Notes: use a deterministic toolchain container, sign published artifacts, and lock in specific VectorCAST/RocqStat versions in your manifest.

Traceability: linking tests, timing traces, and requirements

Traceability is a legal and audit requirement for ISO 26262 and is increasingly required in supplier contracts. Aim to produce three mappings automatically:

  • Requirement <-- unit/integration test (test ID in JUnit XML annotations).
  • Requirement <-- WCET entry (map function to requirement via code annotations or runnables).
  • Test <-- Timing trace (link the test-case ID to runtime traces produced by RocqStat/VectorCAST).

Store these mappings as CSV or as an ALM artifact (Polarion, Jama, DOORS) and keep a local copy in the artifact bundle.

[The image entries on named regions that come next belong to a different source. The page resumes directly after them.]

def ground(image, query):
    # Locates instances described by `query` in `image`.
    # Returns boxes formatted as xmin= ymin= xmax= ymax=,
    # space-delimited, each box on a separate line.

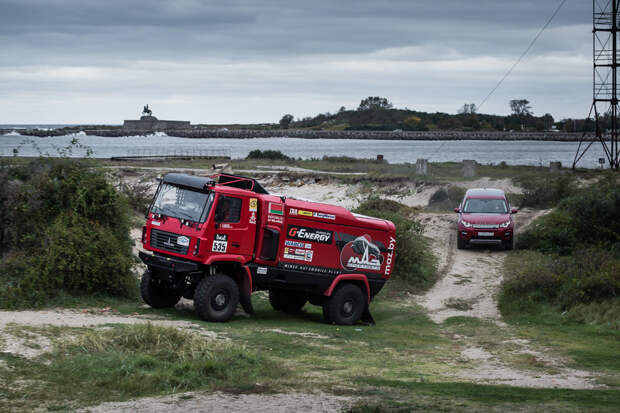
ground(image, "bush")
xmin=0 ymin=160 xmax=136 ymax=308
xmin=521 ymin=175 xmax=577 ymax=208
xmin=355 ymin=198 xmax=436 ymax=290
xmin=428 ymin=185 xmax=465 ymax=211
xmin=245 ymin=149 xmax=292 ymax=161
xmin=500 ymin=248 xmax=620 ymax=310
xmin=517 ymin=181 xmax=620 ymax=255
xmin=119 ymin=182 xmax=153 ymax=215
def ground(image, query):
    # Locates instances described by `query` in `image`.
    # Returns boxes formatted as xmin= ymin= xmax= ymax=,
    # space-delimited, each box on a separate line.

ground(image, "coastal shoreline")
xmin=0 ymin=127 xmax=596 ymax=142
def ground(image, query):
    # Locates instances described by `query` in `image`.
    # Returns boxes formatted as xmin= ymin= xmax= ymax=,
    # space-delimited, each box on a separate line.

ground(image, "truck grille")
xmin=150 ymin=228 xmax=189 ymax=255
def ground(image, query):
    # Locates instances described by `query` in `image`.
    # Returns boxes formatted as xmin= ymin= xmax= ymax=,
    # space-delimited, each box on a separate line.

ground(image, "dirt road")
xmin=417 ymin=210 xmax=597 ymax=389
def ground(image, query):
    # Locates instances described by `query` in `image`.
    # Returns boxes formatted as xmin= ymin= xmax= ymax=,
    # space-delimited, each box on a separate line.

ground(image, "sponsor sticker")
xmin=267 ymin=214 xmax=284 ymax=224
xmin=287 ymin=225 xmax=334 ymax=244
xmin=384 ymin=237 xmax=396 ymax=275
xmin=211 ymin=234 xmax=228 ymax=252
xmin=284 ymin=247 xmax=314 ymax=262
xmin=312 ymin=212 xmax=336 ymax=221
xmin=177 ymin=236 xmax=189 ymax=247
xmin=269 ymin=202 xmax=284 ymax=215
xmin=340 ymin=234 xmax=383 ymax=271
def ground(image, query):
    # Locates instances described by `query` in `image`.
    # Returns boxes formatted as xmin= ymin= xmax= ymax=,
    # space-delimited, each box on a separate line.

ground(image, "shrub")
xmin=521 ymin=175 xmax=577 ymax=208
xmin=428 ymin=185 xmax=465 ymax=211
xmin=355 ymin=198 xmax=436 ymax=290
xmin=0 ymin=160 xmax=136 ymax=308
xmin=245 ymin=149 xmax=292 ymax=161
xmin=517 ymin=181 xmax=620 ymax=255
xmin=119 ymin=182 xmax=153 ymax=215
xmin=500 ymin=248 xmax=620 ymax=310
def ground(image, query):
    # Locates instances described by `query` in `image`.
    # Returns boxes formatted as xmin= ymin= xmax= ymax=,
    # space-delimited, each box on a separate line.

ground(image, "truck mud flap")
xmin=239 ymin=277 xmax=254 ymax=315
xmin=239 ymin=294 xmax=254 ymax=315
xmin=361 ymin=305 xmax=376 ymax=326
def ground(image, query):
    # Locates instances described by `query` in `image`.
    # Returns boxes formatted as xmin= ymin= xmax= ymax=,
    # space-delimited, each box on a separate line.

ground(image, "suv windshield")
xmin=151 ymin=184 xmax=214 ymax=222
xmin=463 ymin=198 xmax=508 ymax=214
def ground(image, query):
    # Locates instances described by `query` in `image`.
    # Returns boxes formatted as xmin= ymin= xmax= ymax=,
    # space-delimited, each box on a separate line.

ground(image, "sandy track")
xmin=418 ymin=210 xmax=599 ymax=389
xmin=78 ymin=392 xmax=351 ymax=413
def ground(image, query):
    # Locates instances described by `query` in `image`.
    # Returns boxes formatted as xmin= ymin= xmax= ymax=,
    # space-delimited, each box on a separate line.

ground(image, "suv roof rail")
xmin=211 ymin=174 xmax=269 ymax=195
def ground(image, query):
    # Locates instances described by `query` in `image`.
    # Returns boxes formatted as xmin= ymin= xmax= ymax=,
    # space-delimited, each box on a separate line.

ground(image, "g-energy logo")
xmin=384 ymin=237 xmax=396 ymax=275
xmin=288 ymin=225 xmax=334 ymax=244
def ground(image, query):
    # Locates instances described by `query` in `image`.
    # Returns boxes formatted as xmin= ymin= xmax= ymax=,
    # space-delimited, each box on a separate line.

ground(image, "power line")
xmin=477 ymin=0 xmax=566 ymax=110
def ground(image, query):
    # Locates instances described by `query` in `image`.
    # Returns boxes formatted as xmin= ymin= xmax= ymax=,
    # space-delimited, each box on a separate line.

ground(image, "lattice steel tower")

Example CSV header:

  requirement_id,test_id,function_name,wcet_ms,trace_file
  REQ-123,UT-456,BrakeCtrl_Update,2.3,wcet-trace-REQ-123-UT-456.json
  

Exports and embedding for auditors and stakeholders

Auditors want readable proofs: include an audit bundle in every release. The bundle should contain:

  • Manifest.json (metadata)
  • Binary (signed)
  • Static analysis SARIF/XML
  • WCET JSON/CSV with path traces
  • Integration test JUnit XML and logs
  • Traceability matrix (CSV/Excel)

Provide two exports from the artifact registry: a machine-readable bundle (zip/tar with JSON manifests) and a human-readable HTML report (generated from the SARIF + WCET JSON) that shows per-requirement pass/fail and timing margins. Many verification teams embed the HTML report into their internal documentation and link it from release notes.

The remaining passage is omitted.